A Sprint Goal should be outcome-oriented, collaborative, and singular. The whole Scrum team should create the Sprint Goal during Sprint Planning and the goal should be debatable and open to discussion until the team finalizes it by the end of Sprint Planning. Initial Sprint Goal discussions are held in the Sprint Review with the stakeholders based on the current progress made so far towards the Product Goal.
Sprint Goals can be written as SMART goals:
- Specific – The goal should be about 1 thing that your customers value.
- Measurable – There must be a way to measure if the goal was achieved or not. So, the goal must be tangible and objective and cannot be subjective.
- Achievable – The goal must be something the team can accomplish within the Sprint.
- Relevant – The Sprint Goal must be connected to a longer-term strategy or objective like the Product Goal.
- Time-Oriented – Now is the right time to work on this goal and it can be achieved within the Sprint timebox.
Sprint Goals can be written as FOCUS goals:
Another good technique to use when crafting Sprint Goals is to use the FOCUS mnemonic introduced by Maarten Dalmijn in the book Driving Value with Sprint Goals: Humble Plans, Exceptional Results.
- Fun: Come up with a memorable title and try to inject an element of fun (optional but recommended).
- Outcome-oriented: The goal should achieve a common understanding of what you’re trying to accomplish.
- Collaborative: The whole Scrum Team creates the Sprint Goal together.
- Ultimate: The Sprint Goal should include a why, the ultimate reason behind what we’re trying to achieve.
- Singular: The Sprint Goal should consist of a single common objective instead of multiple competing objectives.
Examples of Sprint Goals
Maarten shares these examples:
“The fast and the furious: Decrease page load time on the Product Detail Page by 200 ms.”
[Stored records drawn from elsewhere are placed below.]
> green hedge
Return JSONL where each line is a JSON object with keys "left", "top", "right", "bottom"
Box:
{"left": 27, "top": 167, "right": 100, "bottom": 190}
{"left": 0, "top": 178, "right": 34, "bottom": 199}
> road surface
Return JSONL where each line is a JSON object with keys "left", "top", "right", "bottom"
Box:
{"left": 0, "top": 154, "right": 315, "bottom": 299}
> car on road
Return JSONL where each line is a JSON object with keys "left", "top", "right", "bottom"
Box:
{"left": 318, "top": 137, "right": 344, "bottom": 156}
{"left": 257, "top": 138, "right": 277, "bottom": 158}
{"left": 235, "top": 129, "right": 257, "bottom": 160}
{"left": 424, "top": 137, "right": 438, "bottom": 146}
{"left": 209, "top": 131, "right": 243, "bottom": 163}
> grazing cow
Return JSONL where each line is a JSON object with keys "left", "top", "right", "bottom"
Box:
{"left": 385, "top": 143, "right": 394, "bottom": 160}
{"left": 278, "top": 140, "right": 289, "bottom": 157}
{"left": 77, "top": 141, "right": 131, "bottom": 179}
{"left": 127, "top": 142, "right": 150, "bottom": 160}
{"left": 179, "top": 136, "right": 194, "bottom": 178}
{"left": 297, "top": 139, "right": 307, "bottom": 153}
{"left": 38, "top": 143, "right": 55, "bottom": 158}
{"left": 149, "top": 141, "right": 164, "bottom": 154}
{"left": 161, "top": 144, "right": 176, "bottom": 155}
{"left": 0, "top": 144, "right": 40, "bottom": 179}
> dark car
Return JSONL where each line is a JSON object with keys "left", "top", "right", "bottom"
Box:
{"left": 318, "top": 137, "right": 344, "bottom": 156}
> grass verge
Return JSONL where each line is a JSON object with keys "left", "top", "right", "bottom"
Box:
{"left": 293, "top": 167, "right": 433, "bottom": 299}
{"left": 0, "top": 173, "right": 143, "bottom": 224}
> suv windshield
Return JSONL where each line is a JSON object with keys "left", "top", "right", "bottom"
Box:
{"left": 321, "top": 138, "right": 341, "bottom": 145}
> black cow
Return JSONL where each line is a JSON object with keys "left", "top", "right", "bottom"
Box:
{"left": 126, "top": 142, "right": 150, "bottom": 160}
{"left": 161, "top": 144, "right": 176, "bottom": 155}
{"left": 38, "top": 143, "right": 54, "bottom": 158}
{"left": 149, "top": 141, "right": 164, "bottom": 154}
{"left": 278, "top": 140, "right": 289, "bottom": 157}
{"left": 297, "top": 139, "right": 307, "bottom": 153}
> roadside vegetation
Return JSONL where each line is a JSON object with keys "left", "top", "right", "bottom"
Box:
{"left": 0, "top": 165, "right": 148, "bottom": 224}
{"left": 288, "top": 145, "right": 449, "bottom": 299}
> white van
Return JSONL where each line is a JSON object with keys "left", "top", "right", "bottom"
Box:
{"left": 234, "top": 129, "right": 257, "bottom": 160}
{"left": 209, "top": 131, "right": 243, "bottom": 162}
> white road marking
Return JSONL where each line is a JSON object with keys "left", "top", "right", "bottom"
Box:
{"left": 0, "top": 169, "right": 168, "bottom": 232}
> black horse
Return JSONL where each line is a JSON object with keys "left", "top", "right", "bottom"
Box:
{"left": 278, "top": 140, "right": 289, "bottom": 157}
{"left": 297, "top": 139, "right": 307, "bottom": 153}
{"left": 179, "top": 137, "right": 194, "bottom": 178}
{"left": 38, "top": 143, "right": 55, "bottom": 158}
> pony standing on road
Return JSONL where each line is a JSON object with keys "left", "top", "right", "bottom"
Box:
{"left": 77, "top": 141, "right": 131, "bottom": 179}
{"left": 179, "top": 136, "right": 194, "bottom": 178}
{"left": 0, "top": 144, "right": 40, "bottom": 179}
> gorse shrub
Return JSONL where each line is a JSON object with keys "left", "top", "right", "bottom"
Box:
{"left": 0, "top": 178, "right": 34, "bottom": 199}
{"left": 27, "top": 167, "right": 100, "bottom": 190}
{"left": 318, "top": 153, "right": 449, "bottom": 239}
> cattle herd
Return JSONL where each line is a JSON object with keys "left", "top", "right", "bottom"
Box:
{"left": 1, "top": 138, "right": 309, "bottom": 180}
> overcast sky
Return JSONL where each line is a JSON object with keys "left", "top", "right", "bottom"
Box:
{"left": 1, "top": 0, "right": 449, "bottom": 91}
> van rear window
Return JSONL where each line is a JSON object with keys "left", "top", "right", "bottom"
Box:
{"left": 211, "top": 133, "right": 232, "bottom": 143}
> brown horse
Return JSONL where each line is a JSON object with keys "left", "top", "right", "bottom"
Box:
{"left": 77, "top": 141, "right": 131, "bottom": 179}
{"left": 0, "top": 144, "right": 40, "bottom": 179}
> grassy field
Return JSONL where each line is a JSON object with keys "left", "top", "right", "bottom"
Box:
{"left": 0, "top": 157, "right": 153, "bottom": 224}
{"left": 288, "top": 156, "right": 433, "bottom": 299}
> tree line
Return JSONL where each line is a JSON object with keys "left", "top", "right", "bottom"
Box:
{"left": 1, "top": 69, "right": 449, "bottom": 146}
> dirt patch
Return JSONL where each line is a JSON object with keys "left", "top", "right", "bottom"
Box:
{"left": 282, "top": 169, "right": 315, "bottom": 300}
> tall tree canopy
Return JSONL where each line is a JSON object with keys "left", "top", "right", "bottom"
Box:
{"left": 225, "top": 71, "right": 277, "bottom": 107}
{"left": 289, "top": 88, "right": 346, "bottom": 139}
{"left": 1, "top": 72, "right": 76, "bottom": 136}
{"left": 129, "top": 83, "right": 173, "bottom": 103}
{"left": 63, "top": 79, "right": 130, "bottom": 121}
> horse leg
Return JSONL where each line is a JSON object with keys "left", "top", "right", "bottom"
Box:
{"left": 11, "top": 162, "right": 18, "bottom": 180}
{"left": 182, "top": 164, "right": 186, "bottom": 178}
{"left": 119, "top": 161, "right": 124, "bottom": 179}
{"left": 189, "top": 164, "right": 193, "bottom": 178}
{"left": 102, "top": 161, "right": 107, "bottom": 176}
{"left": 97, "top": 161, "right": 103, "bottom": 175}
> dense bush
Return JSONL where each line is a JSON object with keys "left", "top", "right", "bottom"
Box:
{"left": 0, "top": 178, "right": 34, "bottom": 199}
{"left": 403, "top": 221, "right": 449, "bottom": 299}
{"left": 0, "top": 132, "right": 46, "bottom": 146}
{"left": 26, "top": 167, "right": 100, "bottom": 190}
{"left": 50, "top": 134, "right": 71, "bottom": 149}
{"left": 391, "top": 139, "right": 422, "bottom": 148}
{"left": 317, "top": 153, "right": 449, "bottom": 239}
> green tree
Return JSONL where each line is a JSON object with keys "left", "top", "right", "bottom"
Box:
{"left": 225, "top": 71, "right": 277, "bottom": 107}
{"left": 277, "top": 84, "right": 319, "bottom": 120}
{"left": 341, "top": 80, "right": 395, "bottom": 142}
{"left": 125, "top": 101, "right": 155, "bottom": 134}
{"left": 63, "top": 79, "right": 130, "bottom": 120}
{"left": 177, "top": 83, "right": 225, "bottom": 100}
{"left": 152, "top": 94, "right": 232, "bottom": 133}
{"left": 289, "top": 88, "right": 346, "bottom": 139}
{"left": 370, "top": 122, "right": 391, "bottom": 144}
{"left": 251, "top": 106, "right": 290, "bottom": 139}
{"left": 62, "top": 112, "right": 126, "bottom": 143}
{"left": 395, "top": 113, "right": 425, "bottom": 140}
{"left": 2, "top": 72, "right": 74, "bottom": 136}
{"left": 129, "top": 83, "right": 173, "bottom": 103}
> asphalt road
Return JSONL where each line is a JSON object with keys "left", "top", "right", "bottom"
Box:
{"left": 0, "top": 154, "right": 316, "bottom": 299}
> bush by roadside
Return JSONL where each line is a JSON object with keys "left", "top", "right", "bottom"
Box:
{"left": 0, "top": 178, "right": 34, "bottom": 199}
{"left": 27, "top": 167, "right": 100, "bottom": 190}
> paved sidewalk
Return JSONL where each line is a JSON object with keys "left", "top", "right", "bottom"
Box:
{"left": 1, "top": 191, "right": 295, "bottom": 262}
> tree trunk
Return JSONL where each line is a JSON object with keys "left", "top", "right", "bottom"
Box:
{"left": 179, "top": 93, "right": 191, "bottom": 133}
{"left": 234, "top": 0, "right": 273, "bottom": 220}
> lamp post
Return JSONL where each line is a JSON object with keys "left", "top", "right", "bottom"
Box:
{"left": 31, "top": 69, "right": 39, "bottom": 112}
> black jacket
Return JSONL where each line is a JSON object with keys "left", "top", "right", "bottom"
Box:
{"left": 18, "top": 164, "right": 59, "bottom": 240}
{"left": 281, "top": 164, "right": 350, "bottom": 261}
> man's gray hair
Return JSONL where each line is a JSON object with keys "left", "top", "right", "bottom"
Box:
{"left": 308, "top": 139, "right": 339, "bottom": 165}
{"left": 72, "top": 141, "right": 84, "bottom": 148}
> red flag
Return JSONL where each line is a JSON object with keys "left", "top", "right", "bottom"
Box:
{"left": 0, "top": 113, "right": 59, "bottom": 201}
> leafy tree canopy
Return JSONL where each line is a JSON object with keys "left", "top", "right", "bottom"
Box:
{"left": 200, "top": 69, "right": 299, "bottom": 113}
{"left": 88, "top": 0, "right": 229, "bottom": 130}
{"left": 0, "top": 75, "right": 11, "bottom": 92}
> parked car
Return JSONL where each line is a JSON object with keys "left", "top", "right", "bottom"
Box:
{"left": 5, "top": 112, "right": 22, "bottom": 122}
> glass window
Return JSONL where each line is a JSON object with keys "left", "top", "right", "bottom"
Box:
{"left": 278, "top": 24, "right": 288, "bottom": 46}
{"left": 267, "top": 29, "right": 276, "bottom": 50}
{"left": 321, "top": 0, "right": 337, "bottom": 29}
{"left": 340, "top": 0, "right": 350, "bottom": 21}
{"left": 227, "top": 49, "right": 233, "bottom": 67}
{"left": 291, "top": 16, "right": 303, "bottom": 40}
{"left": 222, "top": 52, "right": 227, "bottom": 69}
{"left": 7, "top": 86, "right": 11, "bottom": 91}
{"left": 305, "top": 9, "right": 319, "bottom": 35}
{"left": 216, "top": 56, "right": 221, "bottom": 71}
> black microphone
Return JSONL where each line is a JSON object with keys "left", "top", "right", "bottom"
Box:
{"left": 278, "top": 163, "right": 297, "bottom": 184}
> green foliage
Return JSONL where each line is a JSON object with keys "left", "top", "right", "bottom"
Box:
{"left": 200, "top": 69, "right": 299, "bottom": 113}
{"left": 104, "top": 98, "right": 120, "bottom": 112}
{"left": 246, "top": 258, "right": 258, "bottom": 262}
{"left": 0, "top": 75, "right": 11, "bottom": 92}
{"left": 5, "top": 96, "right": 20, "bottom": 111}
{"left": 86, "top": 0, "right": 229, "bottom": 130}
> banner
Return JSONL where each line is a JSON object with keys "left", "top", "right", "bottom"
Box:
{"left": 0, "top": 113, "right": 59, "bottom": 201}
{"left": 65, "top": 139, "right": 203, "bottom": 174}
“Show me the money: Increase conversion by 0.7% by reducing friction in checkout.”
“Beam me up, Scotty: Migrate our customers to a new customer service platform.”
Maarten Dalmijn in the book Driving Value with Sprint Goals: Humble Plans, Exceptional Results.
Tips for Writing Sprint Goals
Whichever approach you use, keep in mind that:
- A Sprint Goal should be crafted collaboratively in Sprint Planning with the Developers and not imposed on the Developers.
- Developers must agree that it is reasonable and achievable within the Sprint duration. If not, then the team needs to come up with a more realistic goal.
- There should be just 1 Sprint Goal to encourage collaboration, prioritization, and focus.
- The Sprint Goal should never be about velocity or any other such measure. It should be about the product and something the customers/users value.